The English National Health Service is prodding suppliers to commit to voluntary cybersecurity measures in a bid to prevent disruptive hacks.*
See Also: OnDemand | CISO Leadership Blueprint to Managing Budgets, Third-Party Risks & Breaches
In a Thursday open letter, the publicly funded healthcare system asked vendors handling clinical and confidential information systems to sign up to a voluntary cybersecurity charter. The charter is intended to help the NHS tackle “growing and ever-changing cybersecurity threat level,” the agency said.
Among the proposed measures are regularly patching IT systems, instituting multifactor authentication and requiring IT suppliers to monitor and log their systems to allow prompt incident response in the wake of an incident.
“Signing up to the cybersecurity charter is a helpful and positive step, but it does not amount to a legal obligation,” the NHS said.

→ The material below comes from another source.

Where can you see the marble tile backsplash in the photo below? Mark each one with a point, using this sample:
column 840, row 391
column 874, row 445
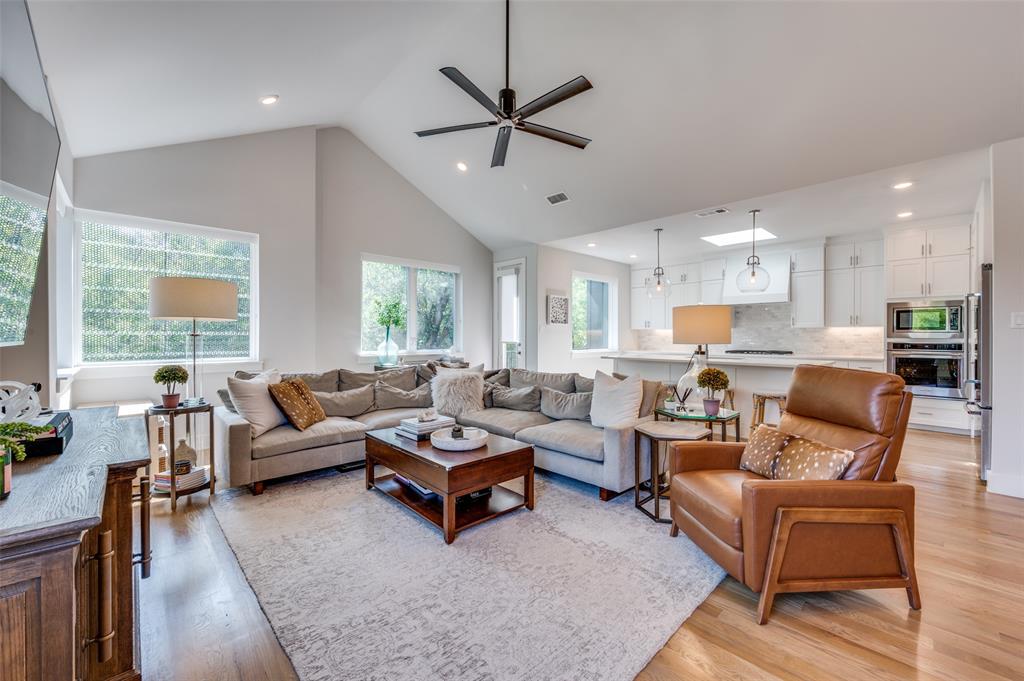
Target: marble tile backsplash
column 768, row 328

The government agency is currently mapping its supply chain to minimize risk.
The plea comes in the wake of ransomware hacks targeting IT suppliers. In December 2024, the Russian-speaking ransomware group INC Ransom hit three National Health Service hospitals in the U.K. (see: Cyber Incidents Hit Three NHS Hospitals in UK).
In June 2024, the Russian-speaking Qilin ransomware group attacked Synnovis, a provider of medical laboratory services for NHS hospitals. The attack disrupted services at NHS King’s College and Guy’s and St. Thomas’, forcing the health facilities to reschedule at least 1,500 medical appointments (see: Qilin Ransomware Group Leaks NHS Data).
The voluntary measures come ahead of legislation the government plans to introduce that would boost reporting requirements and introduce more cyber hygiene requirements for essential and digital service supply chain entities (see: UK Government Previews Cybersecurity Legislation).
*Update May 16, 2025 13:02: NHS England, not NHS UK as previously reported, published the letter, meaning the voluntary framework only applies to England and Wales, and not Northern Ireland and Scotland. We regret the error.